Ama doğru politikalar izlenirse…

EKONOMİ DE EKONOMİ
Türkiye’de ve hatta dünyada seçim kazanmanın yolu ekonomiden geçer. Bu yüzden de Sayın Kılıçdaroğlu öncelikle ekonomik konulara odaklanmalıdır.

Sofrasındaki ekmeği çalınan vatandaşlara seslenmelidir. Ama şimdiye kadar bu konuları birincil madde yapamadığı için AKP’nin oylarındaki erime durmuştur. 

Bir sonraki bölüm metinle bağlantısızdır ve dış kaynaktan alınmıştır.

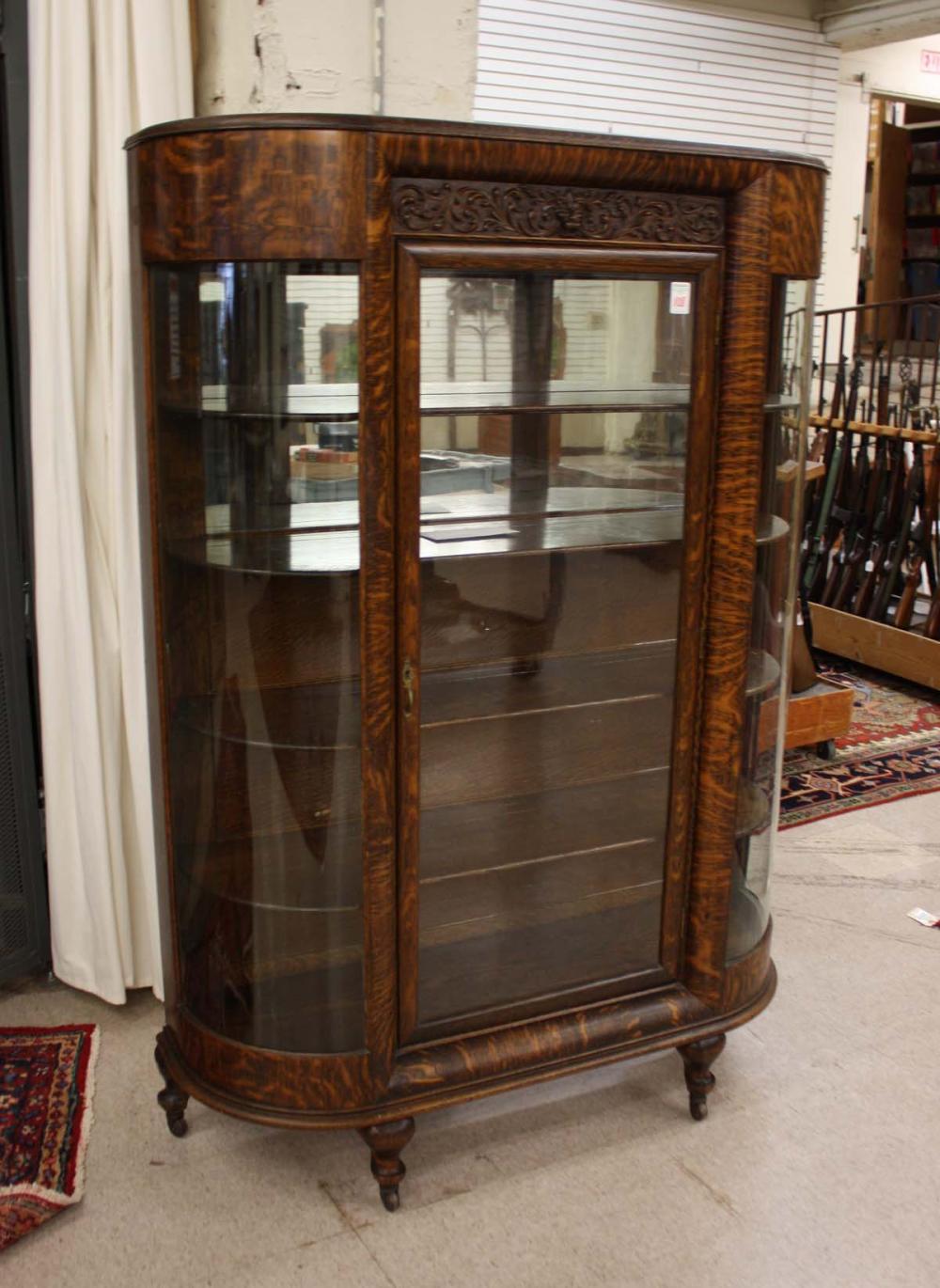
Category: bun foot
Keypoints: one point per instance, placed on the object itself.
(698, 1058)
(698, 1107)
(171, 1100)
(177, 1122)
(386, 1141)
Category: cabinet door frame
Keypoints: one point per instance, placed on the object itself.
(705, 268)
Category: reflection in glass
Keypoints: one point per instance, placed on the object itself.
(556, 414)
(255, 372)
(784, 437)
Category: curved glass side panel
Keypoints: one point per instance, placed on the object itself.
(768, 679)
(258, 512)
(553, 455)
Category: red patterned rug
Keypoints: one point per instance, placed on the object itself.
(891, 750)
(47, 1085)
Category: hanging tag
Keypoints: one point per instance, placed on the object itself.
(680, 296)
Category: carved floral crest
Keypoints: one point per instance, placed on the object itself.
(533, 210)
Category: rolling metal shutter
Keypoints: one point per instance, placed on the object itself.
(654, 71)
(657, 72)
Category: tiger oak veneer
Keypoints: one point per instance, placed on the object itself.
(470, 510)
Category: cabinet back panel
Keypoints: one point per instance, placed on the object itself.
(488, 834)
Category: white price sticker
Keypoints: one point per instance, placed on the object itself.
(680, 296)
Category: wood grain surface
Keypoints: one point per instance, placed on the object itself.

Tekrar ediyorum: Kemal Bey’in öne çıkardığı hak, hukuk, adalet, özgürlük elbette çok önemlidir. Ama bu kavramlarla 20 yıllık gerici iktidarı devirmek mümkün değildir. AKP’ye mutlaka ve mutlaka yarattığı ekonomik yıkım üstünden vurulmalıdır. Ve milletin sofrasına et, peynir, zeytin nasıl konulacaktır; bunlar öne çıkartılmalıdır. Yoksulların cebindeki paranın bereketi nasıl artırılacaktır; bunu inandırıcı biçimde ortaya koymalıdır. 

AFGANİSTAN’A DÖNECEĞİZ
Sayın Kılıçdaroğlu’na Dersim üstünden kulp takmaya kalkışanlar biliniz ki! Eğer Tayyip Erdoğan bir daha seçilirse, emin olunuz ki bugünkü Türkiye’yi bile arıyor olacağız. Ülkemiz, Yeni Afganistan olacak…

*Özellikle son 7 yılda gördük ki anayasayı bile açık açık çiğneyen bir Erdoğan var. Erdoğan, anayasanın başlangıç ilkelerini bile paspas ediyor ama Cumhuriyet Başsavcılığı bu rezaleti görmezden geliyor. 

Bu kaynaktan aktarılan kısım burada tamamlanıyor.